Il convincimento espresso dalla Corte di merito nell’interpretazione del rogito Pettenazzi e’ sorretto da una argomentazione congrua, esente da vizi logici e giuridici.
Il ricorso, per un verso, denuncia il vizio previsto dall’art. 360 c.p.c., n. 3, esclusivamente con la preliminare indicazione delle norme pretesamente violate, ma senza che la deduzione dell’errore di diritto sia dimostrata per mezzo di una critica delle soluzioni adottate dal giudice del merito nel risolvere le questioni giuridiche poste dalla controversia, operata mediante specifiche e puntuali contestazioni nell’ambito di una valutazione comparativa con le diverse soluzioni prospettate dal ricorrente.

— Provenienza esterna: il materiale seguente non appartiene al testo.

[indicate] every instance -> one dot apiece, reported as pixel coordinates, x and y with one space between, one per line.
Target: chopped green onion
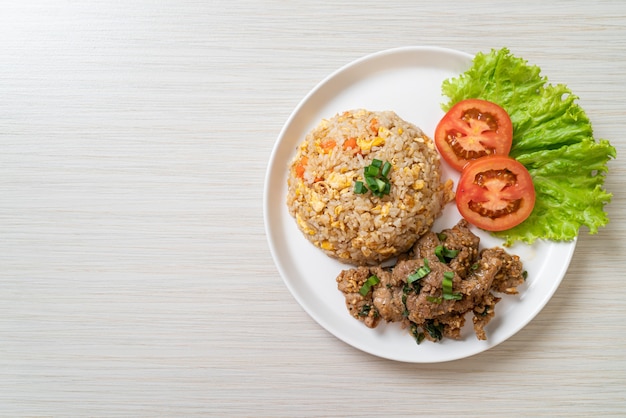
446 285
434 299
386 169
444 254
359 187
419 336
420 273
367 286
371 170
435 330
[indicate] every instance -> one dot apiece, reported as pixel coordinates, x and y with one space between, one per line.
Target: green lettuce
552 137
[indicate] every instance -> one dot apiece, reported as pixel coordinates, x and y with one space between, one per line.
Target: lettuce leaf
552 137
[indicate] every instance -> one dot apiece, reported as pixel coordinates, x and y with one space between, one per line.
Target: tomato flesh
472 129
495 193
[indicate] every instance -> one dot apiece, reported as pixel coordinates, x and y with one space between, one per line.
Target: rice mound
363 228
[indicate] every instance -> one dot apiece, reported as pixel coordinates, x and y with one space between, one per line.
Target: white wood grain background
135 276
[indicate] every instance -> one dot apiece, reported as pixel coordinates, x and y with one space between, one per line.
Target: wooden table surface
135 273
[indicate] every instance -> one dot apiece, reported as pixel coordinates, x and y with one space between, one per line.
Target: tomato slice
471 129
495 193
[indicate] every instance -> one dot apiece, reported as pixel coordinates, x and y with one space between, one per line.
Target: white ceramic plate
407 81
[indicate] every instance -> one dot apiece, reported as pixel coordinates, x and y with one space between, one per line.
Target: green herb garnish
420 273
367 286
376 176
553 139
444 254
446 286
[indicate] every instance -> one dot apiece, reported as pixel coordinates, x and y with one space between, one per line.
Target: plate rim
537 308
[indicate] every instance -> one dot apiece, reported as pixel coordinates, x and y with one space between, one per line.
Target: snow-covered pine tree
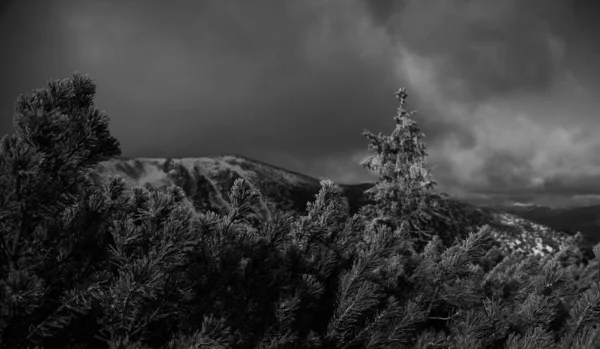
404 191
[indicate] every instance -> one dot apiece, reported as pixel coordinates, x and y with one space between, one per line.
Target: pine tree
405 189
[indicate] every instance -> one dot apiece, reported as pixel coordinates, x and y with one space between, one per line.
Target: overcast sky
506 90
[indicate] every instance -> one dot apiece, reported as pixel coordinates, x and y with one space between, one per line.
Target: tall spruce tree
404 194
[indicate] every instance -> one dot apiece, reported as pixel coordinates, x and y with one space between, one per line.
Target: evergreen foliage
101 266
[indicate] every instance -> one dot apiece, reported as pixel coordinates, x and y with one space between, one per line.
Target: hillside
584 219
207 180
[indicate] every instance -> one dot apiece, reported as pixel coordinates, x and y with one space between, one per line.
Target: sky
505 90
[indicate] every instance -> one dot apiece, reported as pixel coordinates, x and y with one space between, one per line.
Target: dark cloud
505 89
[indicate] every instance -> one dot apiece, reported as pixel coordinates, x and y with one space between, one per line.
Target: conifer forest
88 265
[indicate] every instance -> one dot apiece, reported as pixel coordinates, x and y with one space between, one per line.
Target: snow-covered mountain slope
208 180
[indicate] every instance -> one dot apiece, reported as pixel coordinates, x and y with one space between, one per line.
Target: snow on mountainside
208 180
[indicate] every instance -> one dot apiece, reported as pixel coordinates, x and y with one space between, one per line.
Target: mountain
585 219
207 182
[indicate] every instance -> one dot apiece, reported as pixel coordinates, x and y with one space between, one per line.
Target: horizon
505 90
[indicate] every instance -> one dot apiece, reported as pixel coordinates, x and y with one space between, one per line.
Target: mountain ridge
207 181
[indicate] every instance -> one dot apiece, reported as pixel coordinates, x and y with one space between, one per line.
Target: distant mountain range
571 220
208 180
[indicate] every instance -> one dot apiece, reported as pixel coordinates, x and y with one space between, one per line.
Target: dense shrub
100 266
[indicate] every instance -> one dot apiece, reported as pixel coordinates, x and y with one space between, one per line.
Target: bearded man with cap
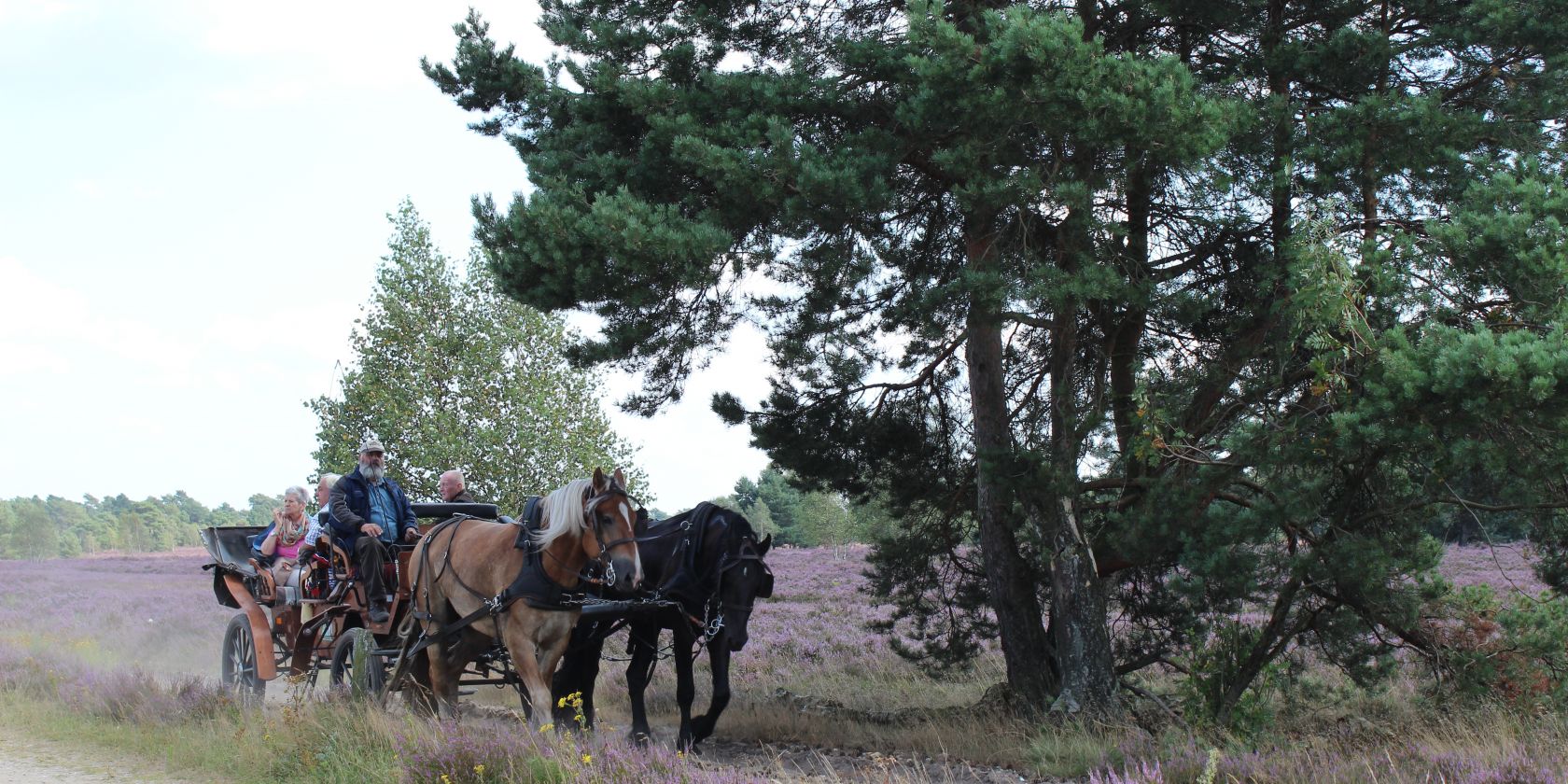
369 514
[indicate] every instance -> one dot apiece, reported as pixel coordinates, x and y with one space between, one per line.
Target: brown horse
465 565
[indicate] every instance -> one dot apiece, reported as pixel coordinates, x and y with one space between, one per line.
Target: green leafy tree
1194 308
452 375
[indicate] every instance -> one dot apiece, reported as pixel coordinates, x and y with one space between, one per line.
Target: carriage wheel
343 670
239 662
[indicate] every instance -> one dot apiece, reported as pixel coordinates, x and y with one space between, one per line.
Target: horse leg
719 662
518 636
417 689
643 641
686 687
442 680
578 673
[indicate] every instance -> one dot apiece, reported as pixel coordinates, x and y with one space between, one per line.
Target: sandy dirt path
44 761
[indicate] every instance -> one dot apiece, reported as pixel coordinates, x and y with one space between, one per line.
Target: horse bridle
606 565
749 553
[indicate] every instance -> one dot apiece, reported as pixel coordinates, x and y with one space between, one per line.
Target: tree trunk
1078 617
1009 578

E’ noto, al riguardo, che il vizio della sentenza previsto dall’art. 360 c.p.c., n. 3, deve essere dedotto non solo con la indicazione delle norme assuntivamente violate, ma anche, e soprattutto, mediante specifiche argomentazioni, intelligibili ed esaurienti, intese a motivatamente dimostrare in qual modo determinate affermazioni in diritto contenute nella sentenza gravata debbano ritenersi in contrasto con le indicate norme regolatrici della fattispecie o con l’interpretazione delle stesse fornita dalla giurisprudenza di legittimita’, diversamente impedendosi alla Corte regolatrice di adempiere il suo istituzionale compito di verificare il fondamento della lamentata violazione (tra le tante, Cass., Sez. 1^, 8 marzo 2007, n. 5353; Cass., Sez. 3^, 7 maggio 2007, n. 10295).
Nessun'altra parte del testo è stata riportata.